Mercantile Outlines Growth History
Since its establishment in 1997, Mercantile has grown to $1.3 billion in assets and to five full-service banking centers in Grand Rapids and one in Holland while maintaining a strategic focus on commercial lending.
Its bread and butter is the standard commercial loan to the small to medium-sized business. Commercial loans constitute nearly 90 percent of its portfolio.
“Through our six-and-a-half year history, our earnings growth, asset quality, asset growth, net interest margin management and our efficiency have all stayed the same. That to me is significant,” said Gerald Johnson Jr., chairman and CEO.
“We are, by virtue of all the M&A (mergers and acquisitions) activity in West Michigan, the largest independent bank headquartered in Grand Rapids.”
The bank’s growth has been 100 percent organic, Johnson pointed out.
Mercantile is in the Russell 3,000 and has been named the past two years by Fortune magazine as one of the 100 fastest growing small businesses.
“One of the reasons we’ve been able to achieve our growth is a very dynamic marketplace,” Johnson explained.
“West Michigan has one of the highest per capita incidences of family-owned businesses of any place in the United States.
“It’s also a very parochial area, and you combine the two of those with all the M&A activity that we’ve had and it has really enabled us to achieve over 10 percent market share in the years we’ve been open.”

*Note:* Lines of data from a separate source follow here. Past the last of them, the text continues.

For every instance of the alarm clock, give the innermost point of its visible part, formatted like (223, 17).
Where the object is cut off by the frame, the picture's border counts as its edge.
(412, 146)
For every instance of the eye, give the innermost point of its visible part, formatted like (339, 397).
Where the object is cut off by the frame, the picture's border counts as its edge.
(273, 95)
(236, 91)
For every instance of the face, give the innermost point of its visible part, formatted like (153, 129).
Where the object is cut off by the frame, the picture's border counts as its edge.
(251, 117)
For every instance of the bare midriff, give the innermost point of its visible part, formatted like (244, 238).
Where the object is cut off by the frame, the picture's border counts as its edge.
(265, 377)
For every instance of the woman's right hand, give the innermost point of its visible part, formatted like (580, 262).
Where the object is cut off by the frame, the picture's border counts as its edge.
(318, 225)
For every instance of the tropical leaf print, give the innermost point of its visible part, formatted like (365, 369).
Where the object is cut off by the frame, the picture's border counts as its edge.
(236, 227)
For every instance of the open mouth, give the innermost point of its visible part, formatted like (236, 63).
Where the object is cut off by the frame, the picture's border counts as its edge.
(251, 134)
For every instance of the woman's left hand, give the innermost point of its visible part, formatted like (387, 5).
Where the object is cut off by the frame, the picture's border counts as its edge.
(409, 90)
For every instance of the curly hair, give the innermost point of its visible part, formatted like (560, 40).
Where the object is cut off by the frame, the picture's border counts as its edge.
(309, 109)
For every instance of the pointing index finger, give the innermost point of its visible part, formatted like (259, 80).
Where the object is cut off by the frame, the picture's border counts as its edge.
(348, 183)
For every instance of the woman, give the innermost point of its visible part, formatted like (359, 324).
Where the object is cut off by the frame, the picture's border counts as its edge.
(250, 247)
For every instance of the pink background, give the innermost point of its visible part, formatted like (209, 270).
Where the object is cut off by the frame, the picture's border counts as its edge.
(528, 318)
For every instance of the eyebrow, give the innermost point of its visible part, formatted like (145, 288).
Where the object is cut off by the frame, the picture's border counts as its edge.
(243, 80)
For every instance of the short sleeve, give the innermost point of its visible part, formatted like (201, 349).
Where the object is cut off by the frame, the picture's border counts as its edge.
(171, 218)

He said Mercantile has benefited from all the mergers and acquisitions that have taken place in West Michigan.
“When we were starting this bank in the summer of 1997, if somebody would have told us that every major competitor we had would be acquired, I wouldn’t have believed it,” Johnson said.
The most significant deal, Johnson said, was probably Fifth Third Bank’s acquisition of Old Kent Bank.
“We actually did a $30 million capital raise to avail ourselves to have enough capital to take on the business which we felt was coming — and which did come.”
Johnson noted that a lot of banks Mercantile’s size don’t have an internal loan review process. Mercantile does, as well as internal audit and internal fraud prevention departments.
“These backroom areas — though there’s a cost associated with them from a payroll standpoint — really help us keep our asset quality and earnings quality about as pristine as you can get them.”
High quality service is the name of the game, he said.
“We’re not the least expensive bank in town, but we do give the best service,” Johnson said.
“Our customer turnover is minimal, and we have a very responsive approval process. Because we do have experienced lenders, we can avoid a lot of the bureaucracy that the large banks can’t.”
CFO Charles Christmas said Mercantile spent a lot of time last year building its infrastructure in terms of facilities, staff and expansion of backroom operations. Of the company’s six offices, three of them came on line in the last 15 months, he pointed out.
Mercantile hired additional loan officers last year, Christmas said, and continued to build backroom operations for deposit, loan and accounting operations and internal loan review.
“What we need to do to maintain customers is to provide very, very good service. So we want to maintain the strong internal controls we already have in place,” he added.
He pointed out that Mercantile started the year with very rapid asset growth of $325.6 million in the first quarter, or 33.6 percent over the first quarter of 2003.
Mercantile’s bottom line is driven by its loan portfolio.
Loans increased by $75 million during the quarter, compared to loan growth of $40 million in the first quarter of last year. Loan growth in 2003 was $264 million.
Christmas also noted that the company has experienced a compounded annual growth rate of 48 percent over the past five years.